Ty Segall

Ty Segall : une grosse claque !!!

« Une grosse claque !!! Ouais une bonne baffe dans la tronche », « ce concert est dans mon top five. », voilà ce que l’on pouvait entendre à la sortie du concert de Ty Segall and the Muggers, le jeudi 9 juin au Krakatoa à Mérignac. En effet, qui n’a pas vu le Californien sur scène (bon faut aussi aimer le gros son), doit l’inscrire de suite sur sa wishlist. En pleine tournée européenne, nous l’avions croisé quelques jours plus tôt sur la scène du Primavera Sound de Barcelone. Un concert énorme avec un public hors norme, les vidéos qui traînent sur le net peuvent en témoigner. C’est donc avec un certain enthousiasme que nous abordons ce concert dans une enceinte beaucoup plus petite.

On pourrait considérer Ty Segall comme le petit « Mozart » du rock garage. Aussi bien à l’aise à la batterie, qu’à la guitare et qu’au chant, il enregistre seul ses albums. C’est un boulimique, comme son alter-ego John Dwyer des Thee O Sees qui l’a d’ailleurs lancé pour son premier album.  En effet, ce gars-là ne s’arrête jamais. Tous projets confondus, Ty Segall a sorti 16 albums en huit ans, en solo ou avec The superstitions, Epsylons, White Fence, et plus récemment Fuzz.

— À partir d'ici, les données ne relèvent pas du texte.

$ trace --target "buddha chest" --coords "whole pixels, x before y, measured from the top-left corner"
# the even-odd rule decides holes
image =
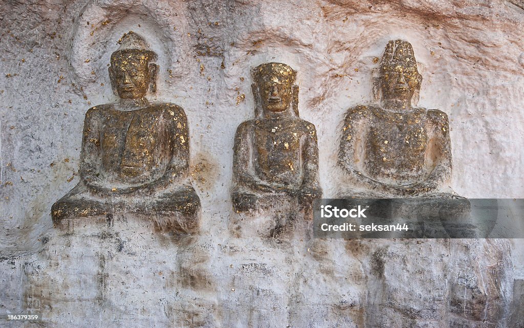
[[[161,176],[171,155],[162,108],[112,109],[103,115],[102,172],[106,178],[134,183]]]
[[[425,112],[376,111],[365,138],[364,165],[367,174],[390,183],[410,183],[423,179],[428,143]]]
[[[254,128],[254,166],[265,181],[297,182],[301,174],[301,140],[304,131],[294,120],[262,119]]]

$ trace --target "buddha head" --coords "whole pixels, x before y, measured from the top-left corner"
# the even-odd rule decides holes
[[[417,69],[413,47],[409,42],[388,42],[380,69],[383,100],[410,101],[415,92],[420,91],[422,78]]]
[[[293,85],[297,72],[289,65],[281,63],[266,63],[253,70],[254,92],[259,97],[264,110],[274,113],[284,112],[289,108],[298,92]]]
[[[118,43],[120,47],[111,54],[108,68],[113,92],[123,99],[142,98],[148,88],[154,92],[157,65],[150,62],[156,54],[133,31],[124,34]]]

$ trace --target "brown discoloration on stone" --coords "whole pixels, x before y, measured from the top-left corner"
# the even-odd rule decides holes
[[[299,117],[296,74],[280,63],[254,70],[256,118],[241,124],[235,137],[232,198],[237,212],[270,207],[272,196],[309,209],[322,194],[316,133]]]
[[[117,104],[93,107],[85,114],[81,182],[53,204],[61,221],[114,213],[152,214],[157,228],[179,233],[198,230],[200,201],[184,184],[189,136],[183,110],[150,104],[156,91],[156,54],[132,31],[111,56],[110,77]]]

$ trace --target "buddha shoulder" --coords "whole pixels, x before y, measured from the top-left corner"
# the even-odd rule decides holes
[[[297,118],[297,126],[299,127],[299,129],[307,133],[312,137],[316,137],[316,129],[315,128],[314,124],[300,118]]]

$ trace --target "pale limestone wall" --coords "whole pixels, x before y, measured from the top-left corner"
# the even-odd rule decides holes
[[[250,68],[277,61],[299,71],[301,116],[316,127],[321,183],[329,197],[339,181],[332,172],[344,113],[375,101],[373,59],[400,38],[413,45],[423,77],[419,105],[449,116],[450,186],[468,198],[524,197],[523,8],[517,0],[0,2],[0,312],[54,302],[56,311],[42,310],[57,326],[83,326],[78,319],[58,319],[75,309],[67,298],[42,293],[66,281],[68,294],[93,293],[85,308],[98,321],[90,326],[118,326],[125,321],[107,313],[127,311],[138,313],[136,326],[518,324],[510,307],[516,304],[514,280],[524,278],[521,241],[354,244],[290,236],[280,245],[257,238],[253,227],[245,232],[249,238],[239,238],[228,229],[228,191],[235,130],[254,116]],[[202,232],[181,247],[137,223],[110,227],[128,240],[129,254],[123,255],[118,238],[101,239],[100,227],[61,239],[49,211],[78,182],[85,112],[115,100],[106,64],[130,29],[159,54],[157,100],[180,105],[187,115]],[[70,255],[77,270],[62,267]],[[103,269],[96,266],[101,257],[109,261]],[[172,263],[161,264],[166,258]],[[57,259],[63,266],[49,268]],[[126,264],[132,269],[122,271]],[[139,268],[147,273],[139,275]],[[157,271],[170,275],[159,284]],[[113,275],[114,293],[105,299],[94,291],[96,275]],[[200,278],[188,278],[193,276]],[[145,296],[151,289],[160,296]],[[165,315],[151,317],[162,308]],[[200,319],[187,318],[193,313]]]

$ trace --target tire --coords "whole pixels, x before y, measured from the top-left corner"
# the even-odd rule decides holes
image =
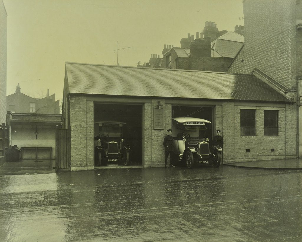
[[[192,152],[188,151],[186,153],[186,164],[189,169],[192,169],[194,167],[194,158]]]
[[[125,158],[124,159],[124,165],[129,165],[130,162],[129,161],[129,152],[126,150],[124,152]]]
[[[215,161],[213,162],[213,165],[215,167],[218,167],[220,165],[221,162],[221,155],[219,152],[217,152],[216,154],[217,159],[215,160]]]

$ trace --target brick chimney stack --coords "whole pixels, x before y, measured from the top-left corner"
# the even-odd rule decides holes
[[[234,27],[234,32],[235,33],[237,33],[237,34],[241,34],[242,35],[244,35],[244,25],[242,26],[239,25],[238,26],[237,25]]]
[[[192,41],[191,37],[190,36],[190,34],[188,34],[187,38],[183,38],[179,42],[180,43],[181,47],[182,48],[188,48],[190,46],[190,43]]]
[[[18,83],[18,85],[16,87],[16,93],[20,93],[21,92],[21,87],[20,87],[20,85],[19,85],[19,83]]]
[[[211,38],[211,41],[216,39],[219,36],[219,31],[216,27],[217,25],[214,22],[207,21],[204,28],[203,33],[204,36],[207,35]]]
[[[191,42],[190,48],[192,57],[210,57],[211,39],[209,37],[196,39]]]

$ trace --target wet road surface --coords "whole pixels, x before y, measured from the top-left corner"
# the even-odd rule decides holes
[[[223,166],[0,176],[1,241],[301,241],[302,172]]]

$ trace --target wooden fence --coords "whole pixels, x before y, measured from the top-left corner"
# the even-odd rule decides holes
[[[0,124],[0,156],[5,156],[5,150],[9,146],[8,130],[5,123]]]
[[[56,172],[70,170],[70,127],[56,130]]]

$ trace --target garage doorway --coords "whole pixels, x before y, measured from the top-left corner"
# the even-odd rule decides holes
[[[95,123],[105,122],[108,123],[123,123],[123,138],[125,143],[130,147],[129,150],[129,165],[142,165],[142,110],[141,105],[109,104],[95,103]],[[95,137],[99,133],[95,126]],[[95,153],[95,165],[97,164],[98,155]],[[106,162],[101,166],[106,166]],[[119,162],[119,166],[124,165],[123,162]]]
[[[179,117],[190,117],[203,119],[211,122],[211,123],[206,125],[207,129],[205,131],[206,137],[208,137],[210,141],[212,140],[213,137],[213,115],[212,107],[179,105],[172,106],[172,118]]]

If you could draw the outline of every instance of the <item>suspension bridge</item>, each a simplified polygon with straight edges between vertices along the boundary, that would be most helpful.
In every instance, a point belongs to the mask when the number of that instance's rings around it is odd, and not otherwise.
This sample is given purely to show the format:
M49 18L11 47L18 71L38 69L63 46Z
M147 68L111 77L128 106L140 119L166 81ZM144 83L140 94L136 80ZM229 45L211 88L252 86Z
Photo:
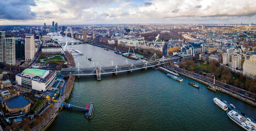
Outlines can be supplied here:
M101 75L105 74L115 74L123 72L132 72L133 70L151 68L154 66L163 65L172 59L174 61L180 61L182 58L180 57L164 57L155 59L151 58L148 61L143 61L138 59L134 63L130 63L126 59L123 64L114 65L113 61L109 66L102 67L98 62L96 64L93 63L93 67L83 68L77 64L76 68L63 68L62 74L63 75L73 74L76 76L90 76L96 75L98 80L101 80Z

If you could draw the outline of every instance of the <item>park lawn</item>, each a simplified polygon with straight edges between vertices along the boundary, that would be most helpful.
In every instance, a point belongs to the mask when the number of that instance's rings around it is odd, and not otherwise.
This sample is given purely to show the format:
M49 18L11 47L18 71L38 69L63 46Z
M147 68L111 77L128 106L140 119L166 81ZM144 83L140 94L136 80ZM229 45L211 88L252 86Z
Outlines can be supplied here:
M207 66L207 67L209 67L209 64L202 64L202 67L204 67L204 66Z
M57 60L61 59L61 60L62 60L62 58L59 56L54 56L54 57L53 57L52 58L49 58L49 59L50 59L51 60L53 60L53 59L57 59Z
M198 69L199 69L199 70L203 70L203 67L200 67L200 66L199 66L199 67L197 67L196 68Z
M47 58L47 57L45 56L40 56L40 58L39 58L39 59L46 59L46 58Z

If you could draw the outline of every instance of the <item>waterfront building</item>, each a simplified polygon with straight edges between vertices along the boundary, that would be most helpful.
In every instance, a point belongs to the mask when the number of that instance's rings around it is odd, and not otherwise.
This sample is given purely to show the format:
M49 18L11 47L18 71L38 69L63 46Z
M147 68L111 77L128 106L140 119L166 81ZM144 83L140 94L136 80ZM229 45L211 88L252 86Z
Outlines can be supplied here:
M19 86L40 91L51 88L56 78L56 72L50 70L28 68L16 75Z
M95 39L96 37L95 37L95 33L94 32L93 32L93 33L92 33L92 39Z
M204 30L205 29L205 26L204 25L202 25L202 30Z
M42 52L45 53L57 53L62 52L63 49L59 44L45 43L42 47Z
M210 62L211 61L215 61L218 62L219 62L219 56L216 56L216 55L210 55L209 56L209 62Z
M219 49L219 46L210 45L207 47L207 52L211 53L216 52Z
M5 38L5 63L15 65L15 38L13 36Z
M23 112L27 114L30 111L31 103L29 102L23 96L19 96L5 101L5 109L9 112Z
M85 31L85 28L82 29L82 34L83 38L86 38L86 31Z
M179 44L168 44L167 45L167 48L166 49L166 50L167 50L167 54L169 54L170 52L173 52L175 51L180 50L180 46Z
M206 46L204 43L191 43L188 46L185 45L182 51L185 54L194 56L195 53L204 53L206 51Z
M25 39L25 59L26 61L32 61L35 56L35 40L34 35L26 34Z
M5 32L0 31L0 62L5 59Z
M52 29L54 30L54 21L52 22Z
M256 55L251 56L250 58L244 60L243 74L253 78L256 78Z
M109 44L115 44L115 40L108 40L108 43Z
M64 33L65 31L66 30L66 27L62 26L62 33Z
M241 69L243 63L247 58L247 55L237 52L224 53L222 56L222 64L229 66L233 69Z

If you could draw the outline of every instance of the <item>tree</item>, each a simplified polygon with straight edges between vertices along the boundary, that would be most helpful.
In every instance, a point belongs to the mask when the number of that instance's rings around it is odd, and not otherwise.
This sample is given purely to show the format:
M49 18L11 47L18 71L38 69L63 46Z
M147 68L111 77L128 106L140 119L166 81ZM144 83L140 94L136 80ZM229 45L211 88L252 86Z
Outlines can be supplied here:
M7 126L4 128L4 131L10 131L11 130L10 126Z
M24 130L24 131L31 130L31 129L30 128L30 127L29 127L29 124L24 125L23 128L23 129Z

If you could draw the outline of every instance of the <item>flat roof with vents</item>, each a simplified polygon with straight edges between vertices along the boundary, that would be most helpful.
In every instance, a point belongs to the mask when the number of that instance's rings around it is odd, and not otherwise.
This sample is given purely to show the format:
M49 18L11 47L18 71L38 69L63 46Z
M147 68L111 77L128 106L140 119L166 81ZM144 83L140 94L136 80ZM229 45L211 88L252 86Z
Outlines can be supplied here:
M43 76L47 71L47 70L28 68L23 70L23 72L22 72L22 73L30 74L35 75Z

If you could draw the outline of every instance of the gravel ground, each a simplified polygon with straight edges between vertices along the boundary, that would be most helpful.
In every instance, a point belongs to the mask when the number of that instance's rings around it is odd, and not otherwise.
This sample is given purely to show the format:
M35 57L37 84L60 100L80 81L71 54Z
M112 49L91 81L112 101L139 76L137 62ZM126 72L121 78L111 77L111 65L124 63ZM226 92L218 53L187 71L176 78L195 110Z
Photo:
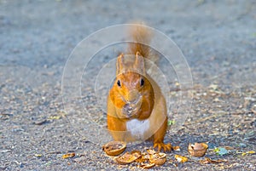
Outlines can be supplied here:
M134 20L177 44L194 82L183 90L193 95L189 117L179 130L171 128L165 140L181 151L168 153L166 163L153 169L256 170L255 154L241 155L256 150L255 11L253 0L0 0L0 170L138 169L120 167L102 151L96 142L109 135L90 134L96 132L89 123L94 117L106 126L106 115L93 98L75 100L92 104L87 117L77 109L67 114L61 96L64 66L75 46L99 29ZM90 92L91 83L83 83L83 91ZM173 88L172 100L178 100L180 92ZM227 162L200 163L203 157L187 151L193 142L208 142L206 157ZM127 151L150 145L130 145ZM232 150L218 156L214 146ZM67 152L76 156L63 159ZM178 163L175 154L189 160Z

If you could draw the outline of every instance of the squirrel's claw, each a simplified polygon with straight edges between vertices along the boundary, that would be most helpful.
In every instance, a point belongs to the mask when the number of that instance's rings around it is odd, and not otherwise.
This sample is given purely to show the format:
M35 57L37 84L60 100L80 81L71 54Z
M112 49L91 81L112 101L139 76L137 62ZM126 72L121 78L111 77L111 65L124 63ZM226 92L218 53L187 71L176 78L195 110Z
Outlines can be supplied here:
M172 151L172 145L170 143L165 144L163 142L155 142L154 143L154 148L157 148L158 151L160 151L161 149L164 150L164 151Z

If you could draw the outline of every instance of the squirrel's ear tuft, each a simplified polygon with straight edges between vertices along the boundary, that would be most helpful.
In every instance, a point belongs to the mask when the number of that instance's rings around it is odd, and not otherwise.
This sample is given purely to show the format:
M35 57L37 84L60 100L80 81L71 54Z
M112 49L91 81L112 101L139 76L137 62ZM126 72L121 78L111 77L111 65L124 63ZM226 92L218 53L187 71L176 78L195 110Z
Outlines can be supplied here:
M136 53L134 67L139 71L140 74L144 75L146 73L144 59L139 52Z
M116 60L116 75L119 75L124 67L124 54L120 54Z

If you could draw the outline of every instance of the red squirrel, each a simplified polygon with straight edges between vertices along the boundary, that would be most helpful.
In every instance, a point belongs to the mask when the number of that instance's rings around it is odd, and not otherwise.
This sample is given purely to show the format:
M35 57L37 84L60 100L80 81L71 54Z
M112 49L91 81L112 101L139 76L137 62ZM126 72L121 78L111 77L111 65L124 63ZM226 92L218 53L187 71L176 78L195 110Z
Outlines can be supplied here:
M108 97L108 128L115 140L152 140L158 151L171 151L171 144L163 142L166 102L157 83L147 74L144 60L154 60L145 45L152 34L137 25L131 35L135 43L130 43L128 54L119 54L116 61L116 78Z

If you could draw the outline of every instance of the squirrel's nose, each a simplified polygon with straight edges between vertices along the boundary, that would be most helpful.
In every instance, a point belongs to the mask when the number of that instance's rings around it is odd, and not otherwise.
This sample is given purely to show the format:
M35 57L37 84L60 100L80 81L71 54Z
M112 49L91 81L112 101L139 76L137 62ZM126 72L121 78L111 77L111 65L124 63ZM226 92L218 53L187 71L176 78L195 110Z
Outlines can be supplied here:
M133 103L135 102L140 96L140 93L137 89L132 89L128 92L126 101L128 103Z

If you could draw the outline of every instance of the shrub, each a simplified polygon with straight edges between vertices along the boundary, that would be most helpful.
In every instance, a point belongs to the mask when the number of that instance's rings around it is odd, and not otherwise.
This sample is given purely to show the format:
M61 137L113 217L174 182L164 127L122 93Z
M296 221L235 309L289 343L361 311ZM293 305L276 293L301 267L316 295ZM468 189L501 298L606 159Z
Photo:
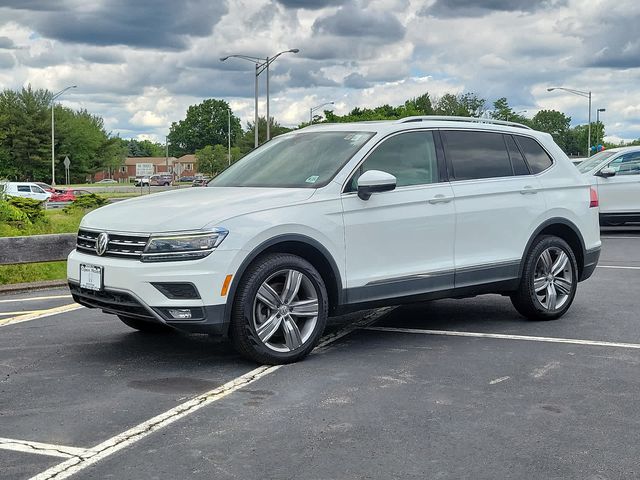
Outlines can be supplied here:
M24 213L31 223L44 221L43 202L23 197L7 197L7 201Z
M69 213L74 210L91 210L102 207L107 203L109 203L109 201L106 198L96 195L95 193L90 193L76 198L71 205L64 208L64 211Z

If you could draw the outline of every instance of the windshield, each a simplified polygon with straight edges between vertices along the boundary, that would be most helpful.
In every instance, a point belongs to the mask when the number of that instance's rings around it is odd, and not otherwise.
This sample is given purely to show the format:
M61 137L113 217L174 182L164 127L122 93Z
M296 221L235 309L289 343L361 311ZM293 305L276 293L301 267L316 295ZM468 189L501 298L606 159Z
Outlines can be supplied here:
M578 170L580 173L587 173L589 170L593 170L600 165L600 162L606 160L617 152L611 150L605 150L604 152L596 153L593 157L587 158L584 162L578 164Z
M209 182L209 187L318 188L374 135L309 132L271 140Z

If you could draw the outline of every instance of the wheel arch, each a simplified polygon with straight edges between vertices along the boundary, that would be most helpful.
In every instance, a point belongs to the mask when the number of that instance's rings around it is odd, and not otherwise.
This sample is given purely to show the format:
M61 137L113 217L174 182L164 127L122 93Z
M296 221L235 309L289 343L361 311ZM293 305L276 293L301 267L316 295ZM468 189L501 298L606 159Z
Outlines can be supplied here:
M540 235L555 235L556 237L562 238L569 244L576 256L576 262L578 263L578 278L581 278L586 252L584 238L580 233L580 229L572 221L562 217L545 220L534 230L533 234L529 237L529 241L527 242L527 246L525 247L522 255L518 278L522 278L522 270L524 269L527 255L531 250L531 245Z
M254 248L238 267L231 286L225 308L225 323L231 319L233 299L247 268L261 255L268 253L291 253L311 263L322 276L329 296L329 313L336 311L344 303L344 289L340 270L333 256L317 240L301 234L278 235L262 242Z

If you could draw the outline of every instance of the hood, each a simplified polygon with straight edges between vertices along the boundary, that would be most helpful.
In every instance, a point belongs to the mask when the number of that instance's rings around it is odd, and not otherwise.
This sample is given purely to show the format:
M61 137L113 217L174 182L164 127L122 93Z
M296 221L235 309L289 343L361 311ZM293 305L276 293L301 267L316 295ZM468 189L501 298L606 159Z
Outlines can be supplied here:
M309 188L199 187L145 195L88 213L84 228L160 233L198 230L238 215L301 203Z

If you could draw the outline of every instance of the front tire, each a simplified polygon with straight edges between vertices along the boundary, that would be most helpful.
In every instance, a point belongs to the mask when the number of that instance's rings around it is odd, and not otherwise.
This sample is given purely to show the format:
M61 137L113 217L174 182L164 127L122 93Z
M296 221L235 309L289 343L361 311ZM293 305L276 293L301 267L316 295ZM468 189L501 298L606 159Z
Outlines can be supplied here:
M563 239L543 235L527 255L511 303L529 320L555 320L569 310L577 286L578 266L573 250Z
M308 261L285 253L259 257L235 295L231 342L259 363L296 362L317 345L328 310L324 280Z
M131 327L134 330L138 330L144 333L170 333L175 332L173 328L168 325L159 322L148 322L146 320L140 320L139 318L125 317L124 315L118 315L118 318L127 327Z

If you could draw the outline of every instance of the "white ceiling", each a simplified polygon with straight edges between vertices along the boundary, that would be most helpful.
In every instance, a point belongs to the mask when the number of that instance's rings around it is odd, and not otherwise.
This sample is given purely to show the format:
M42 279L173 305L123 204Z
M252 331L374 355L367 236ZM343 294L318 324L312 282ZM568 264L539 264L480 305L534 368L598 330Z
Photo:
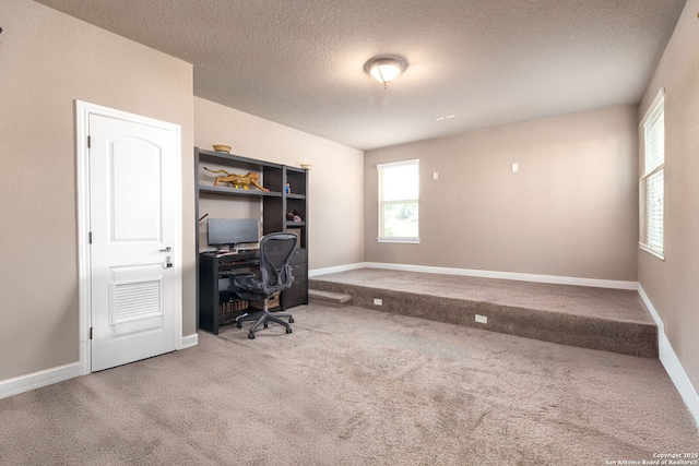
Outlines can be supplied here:
M37 1L192 63L199 97L359 150L636 104L685 4ZM388 89L378 55L408 62Z

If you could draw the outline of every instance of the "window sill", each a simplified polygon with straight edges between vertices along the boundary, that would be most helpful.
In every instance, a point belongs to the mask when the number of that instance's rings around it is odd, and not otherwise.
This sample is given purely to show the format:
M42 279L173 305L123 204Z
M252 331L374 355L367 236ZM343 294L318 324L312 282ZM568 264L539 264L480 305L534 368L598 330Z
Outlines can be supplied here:
M419 238L377 238L378 242L402 242L407 244L419 244Z
M665 260L665 254L663 254L662 252L657 252L657 251L653 251L652 249L650 249L648 246L642 244L642 243L638 243L638 247L641 249L641 251L645 251L651 255L656 256L657 259L660 259L661 261Z

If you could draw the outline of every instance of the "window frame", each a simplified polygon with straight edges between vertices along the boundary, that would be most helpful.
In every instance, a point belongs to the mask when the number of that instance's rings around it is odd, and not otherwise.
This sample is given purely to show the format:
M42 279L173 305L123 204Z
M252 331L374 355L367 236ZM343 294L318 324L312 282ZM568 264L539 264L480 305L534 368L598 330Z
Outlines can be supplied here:
M383 174L382 170L398 168L398 167L406 167L406 166L416 166L417 176L415 182L417 186L417 199L399 199L384 201L383 196L383 186L382 179ZM398 243L419 243L419 158L413 158L410 160L401 160L401 162L391 162L386 164L377 164L377 177L378 177L378 242L398 242ZM404 204L411 203L417 205L417 236L415 237L387 237L386 231L383 230L384 222L383 222L383 207L386 204Z
M662 128L659 126L662 124ZM659 143L659 130L662 142ZM665 89L661 88L639 124L643 169L639 179L639 248L665 260ZM654 152L651 152L653 151ZM660 188L653 190L656 178ZM660 194L660 195L659 195ZM652 208L651 198L660 207ZM657 212L660 210L660 213ZM660 219L657 218L660 217Z

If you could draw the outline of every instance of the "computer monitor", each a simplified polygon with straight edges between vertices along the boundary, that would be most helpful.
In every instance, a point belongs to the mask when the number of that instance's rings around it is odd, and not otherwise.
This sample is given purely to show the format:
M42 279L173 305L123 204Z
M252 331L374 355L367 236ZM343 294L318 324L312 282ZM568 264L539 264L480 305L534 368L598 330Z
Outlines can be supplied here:
M258 243L260 241L260 224L254 218L210 218L209 246L218 249L235 248L236 244Z

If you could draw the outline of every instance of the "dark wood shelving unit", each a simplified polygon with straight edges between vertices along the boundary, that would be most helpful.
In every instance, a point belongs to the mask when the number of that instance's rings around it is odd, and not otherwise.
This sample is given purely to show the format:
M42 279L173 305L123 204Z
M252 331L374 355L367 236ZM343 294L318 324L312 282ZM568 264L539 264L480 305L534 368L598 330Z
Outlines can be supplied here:
M260 174L263 187L269 192L250 187L246 190L229 186L212 186L201 183L200 172L203 167L212 165L215 169L223 168L232 174ZM208 167L212 168L212 167ZM206 151L194 147L194 171L197 186L196 211L200 218L202 194L205 198L224 200L235 198L250 203L261 203L262 235L275 231L291 231L298 236L297 249L292 255L294 285L282 292L280 309L286 310L299 304L308 304L308 170L264 160L241 157L227 153ZM213 179L214 174L210 174ZM287 192L286 188L291 188ZM289 220L287 213L294 212L301 222ZM197 251L199 252L199 234L197 235ZM206 254L206 256L202 256ZM204 259L202 261L202 259ZM205 266L202 266L205 264ZM227 274L225 261L211 261L211 252L202 252L197 258L197 303L198 327L218 333L218 278Z

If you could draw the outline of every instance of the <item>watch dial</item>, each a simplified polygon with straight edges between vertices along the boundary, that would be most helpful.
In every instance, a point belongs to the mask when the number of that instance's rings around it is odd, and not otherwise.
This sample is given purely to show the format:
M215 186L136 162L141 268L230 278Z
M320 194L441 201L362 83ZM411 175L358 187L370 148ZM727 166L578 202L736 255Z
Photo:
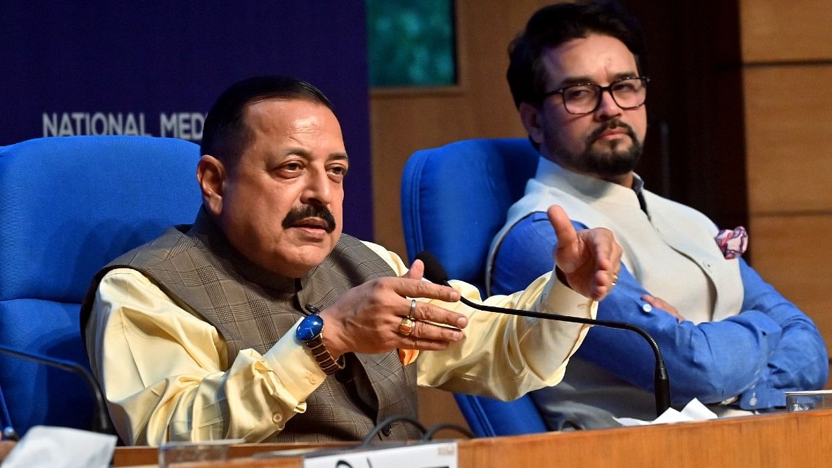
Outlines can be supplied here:
M318 316L309 316L298 325L295 336L301 341L307 341L320 334L324 329L324 321Z

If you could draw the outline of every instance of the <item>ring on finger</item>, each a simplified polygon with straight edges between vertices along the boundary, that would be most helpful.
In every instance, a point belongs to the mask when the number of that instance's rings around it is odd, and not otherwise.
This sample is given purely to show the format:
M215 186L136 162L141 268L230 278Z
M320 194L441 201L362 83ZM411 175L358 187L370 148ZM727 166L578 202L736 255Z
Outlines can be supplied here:
M416 322L414 319L404 317L402 319L402 321L399 322L399 333L404 336L409 336L413 333L415 325Z

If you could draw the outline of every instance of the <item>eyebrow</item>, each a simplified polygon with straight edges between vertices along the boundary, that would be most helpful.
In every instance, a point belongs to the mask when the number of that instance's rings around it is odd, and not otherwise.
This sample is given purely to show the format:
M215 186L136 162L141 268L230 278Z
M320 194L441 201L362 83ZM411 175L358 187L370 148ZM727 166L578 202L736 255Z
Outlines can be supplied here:
M289 148L283 153L285 157L290 155L300 156L305 159L312 159L312 153L304 148ZM327 157L327 161L349 161L349 157L345 152L333 152Z
M636 78L638 77L638 76L639 76L638 73L635 72L623 72L613 75L612 81L614 82L624 78ZM577 84L597 84L597 83L596 83L595 80L593 80L591 77L588 76L570 77L568 78L565 78L564 80L562 80L561 82L561 84L556 87L555 89L561 89L567 87L568 86L574 86Z

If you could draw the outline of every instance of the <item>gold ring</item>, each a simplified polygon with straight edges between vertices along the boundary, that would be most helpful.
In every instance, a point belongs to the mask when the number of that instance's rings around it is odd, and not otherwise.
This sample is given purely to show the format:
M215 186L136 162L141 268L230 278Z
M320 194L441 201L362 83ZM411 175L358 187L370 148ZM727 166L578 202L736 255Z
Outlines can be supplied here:
M399 323L399 332L405 336L409 336L414 331L414 326L415 322L414 319L410 317L404 317L402 321Z

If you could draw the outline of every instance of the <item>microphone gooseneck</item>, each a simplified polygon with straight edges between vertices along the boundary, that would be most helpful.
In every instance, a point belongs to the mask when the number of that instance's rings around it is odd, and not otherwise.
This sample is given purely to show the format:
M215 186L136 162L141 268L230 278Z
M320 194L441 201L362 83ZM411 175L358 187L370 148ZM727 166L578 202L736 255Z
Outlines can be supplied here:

Ce soir-là, le Krakatoa n’a pas ouvert le balcon et a mis le public, venu quand même en nombre, dans la salle en bas. Les Muggers, tous plus ou moins lookés, font leur entrée sur scène. Mention spéciale au guitariste à la combi orange DDE qui n’a pas poussé jusqu’au vernis à ongle de la même couleur, comme il a pu le faire auparavant. Le batteur arbore une jolie chemise hawaïenne, les autres, plus sobres, se la jouent un peu plus dandy. Ty Segall suit, peu de temps après, dans sa combinaison en jean, costume de scène choisi apparemment pour toute la tournée européenne. Pas de round d’observation, gros son dès le début. Au moins, on connait la tendance du concert. Si sur album, les morceaux tournent plus autour d’un rock surf psyché, là on est dans du bon gros garage, disto, fuzz. Bref, du lourd. Petit bémol,  le Krakatoa plutôt réputé pour le son, ce soir-là, ne sonnait pas super bien. Ty Segall ne sera que chanteur.

Credits @Chams

Credits @Chams

Lui, habitué a touché à tout ou tout faire, ne se concentre donc que sur le chant et le public. S’il est à l’aise en studio, il l’est tout autant su scène. Même avec  une bonne tendance à hurler comme un malade de temps à autre, le californien a aussi un beau petit filet de voix en live. Côté jeu de scène, il n’arrête jamais. Toujours à exhorter le public, à le faire réagir et surtout à le faire intervenir. Ty Segall adore faire participer les spectateurs (quitte à le devenir lui-même : cf concert au Primavera Sound de Barcelone.) Il a fait monter deux, trois personnes sur scène afin de les faire crier dans le micro, sans trop de succès. La barrière de la langue, c’est parfois compliqué. A un autre moment, alors qu’il nous raconte qu’il a perdu son fils BOBO à Barcelone (il s’agit du masque hideux qu’il arbore pour le morceau Baby Big Man (I Want a Mommy), il demande à une fille du public de devenir sa fille, mais là aussi le truc tombe un peu à l’eau. Idem sur Breakfast Eggs où il demande au public quel est le moment le plus important de la journée, une nana lui répond qu’elle veut un câlin…Bref.

Credits @Chams

Credits @Chams

Le groupe enchaîne les titres issus essentiellement des deux derniers albums de Ty Segall: Manipulator et Emotional Muggers. Le public est là, slame et  apprécie mais sans plus. Du coup, à force d’essayer, on sent que Ty Segall lâche un peu l’affaire et terminera le set plus sobrement. Un peu dommage car quand il est lancé, il est difficile de l’arrêter. Il terminera par les très bon sFinger et Feel qui feront définitivement chavirer le public.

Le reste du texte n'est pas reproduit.